The Cradle - Camille with the Artist's Son Jean

Monet, Claude

1867

Accession Number

1983.1.25

Medium

oil on canvas

Dimensions

overall: 116.2 x 88.8 cm (45 3/4 x 34 15/16 in.) | framed: 150.5 x 122.6 cm (59 1/4 x 48 1/4 in.)

Classification

Painting

Museum

National Gallery of Art

Washington, D.C., United States

Credit Line

Collection of Mr. and Mrs. Paul Mellon

Tags

Painting Impressionist & Modern (1851–1900) Oil Painting Canvas French

Background & Context

Background Story

The Cradle (1867) is one of Monet's most intimate paintings, depicting his companion and future wife Camille Doncieux with their infant son Jean—.subject that reveals the private dimension of an artist whose public reputation was built on landscape and light. The year 1867 was significant: Jean was Monet's first child, born to Camille before their marriage in 1870, and his arrival created the financial and emotional pressures that marked Monet's early career. The painting's intimate subject—the mother watching over her sleeping child—connects Monet to the broader French tradition of domestic genre painting while revealing how Impressionist technique served private as well as public subjects.

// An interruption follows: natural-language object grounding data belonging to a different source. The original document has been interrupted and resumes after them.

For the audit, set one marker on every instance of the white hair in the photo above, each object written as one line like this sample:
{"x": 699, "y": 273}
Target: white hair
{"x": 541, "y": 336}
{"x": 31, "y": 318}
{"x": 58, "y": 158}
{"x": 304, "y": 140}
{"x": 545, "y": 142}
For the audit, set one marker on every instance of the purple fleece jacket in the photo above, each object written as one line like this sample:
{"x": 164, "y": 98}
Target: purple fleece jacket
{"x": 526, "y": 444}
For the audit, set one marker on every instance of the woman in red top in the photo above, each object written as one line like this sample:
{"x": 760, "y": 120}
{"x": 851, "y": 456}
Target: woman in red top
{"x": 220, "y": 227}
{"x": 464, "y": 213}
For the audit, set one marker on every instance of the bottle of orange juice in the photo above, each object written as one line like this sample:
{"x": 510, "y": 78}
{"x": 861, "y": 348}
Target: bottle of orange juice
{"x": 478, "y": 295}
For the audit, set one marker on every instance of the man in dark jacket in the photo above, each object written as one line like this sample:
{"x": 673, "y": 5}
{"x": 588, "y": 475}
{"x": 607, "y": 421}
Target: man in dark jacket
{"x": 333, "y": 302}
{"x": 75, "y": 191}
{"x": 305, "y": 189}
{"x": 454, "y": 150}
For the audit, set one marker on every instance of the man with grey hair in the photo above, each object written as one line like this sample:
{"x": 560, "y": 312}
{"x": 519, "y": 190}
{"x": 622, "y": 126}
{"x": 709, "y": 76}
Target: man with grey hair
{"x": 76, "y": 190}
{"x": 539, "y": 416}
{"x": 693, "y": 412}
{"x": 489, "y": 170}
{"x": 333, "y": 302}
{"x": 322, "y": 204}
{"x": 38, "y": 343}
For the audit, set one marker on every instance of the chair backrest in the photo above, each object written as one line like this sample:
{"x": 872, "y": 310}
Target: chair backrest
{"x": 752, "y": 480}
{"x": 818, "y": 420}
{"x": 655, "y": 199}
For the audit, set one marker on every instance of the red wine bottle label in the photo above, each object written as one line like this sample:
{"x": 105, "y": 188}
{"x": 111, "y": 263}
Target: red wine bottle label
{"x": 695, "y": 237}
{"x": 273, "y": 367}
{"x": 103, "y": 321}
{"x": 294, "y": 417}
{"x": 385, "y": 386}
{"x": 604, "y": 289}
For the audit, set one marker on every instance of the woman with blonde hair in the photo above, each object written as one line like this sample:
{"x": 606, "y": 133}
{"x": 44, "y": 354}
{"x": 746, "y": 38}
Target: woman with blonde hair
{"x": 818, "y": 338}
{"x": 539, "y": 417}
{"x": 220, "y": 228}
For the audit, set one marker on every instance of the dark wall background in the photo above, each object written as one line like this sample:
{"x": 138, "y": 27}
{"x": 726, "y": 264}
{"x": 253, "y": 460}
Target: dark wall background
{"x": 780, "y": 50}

Camille, who would become Monet's most frequent model in the 1860s and 1870s, is depicted here with a tenderness that the more formal portraits of the period sometimes lack. The cradle itself, with its drapery and structure, provided Monet with an interior still-life element that combined with the figure study and the domestic setting to create a multi-genre composition. The painting also documents Monet's domestic life at a period when his financial struggles made such scenes particularly poignant—the family was poor, and the cradle, however lovingly depicted, represented a claim on resources that the struggling artist could barely meet.

Cultural Impact

Monet's domestic paintings influenced how Impressionist artists' private lives were understood, revealing that the movement's signature outdoor subjects coexisted with intimate domestic scenes. The paintings influenced later Intimist painters like Vuillard and Bonnard who similarly found beauty in domestic interiors. The Cradle specifically influenced how motherhood was represented in Impressionist art, offering a male artist's perspective on a subject more often painted by women like Morisot and Cassatt.

Why It Matters

This painting matters because it reveals the private Monet—the father and partner rather than the landscape revolutionary. The Cradle demonstrates that the Impressionist technique of light and color served emotional as well as perceptual ends, creating images of domestic intimacy that are as significant as the outdoor scenes that defined the movement's public reputation.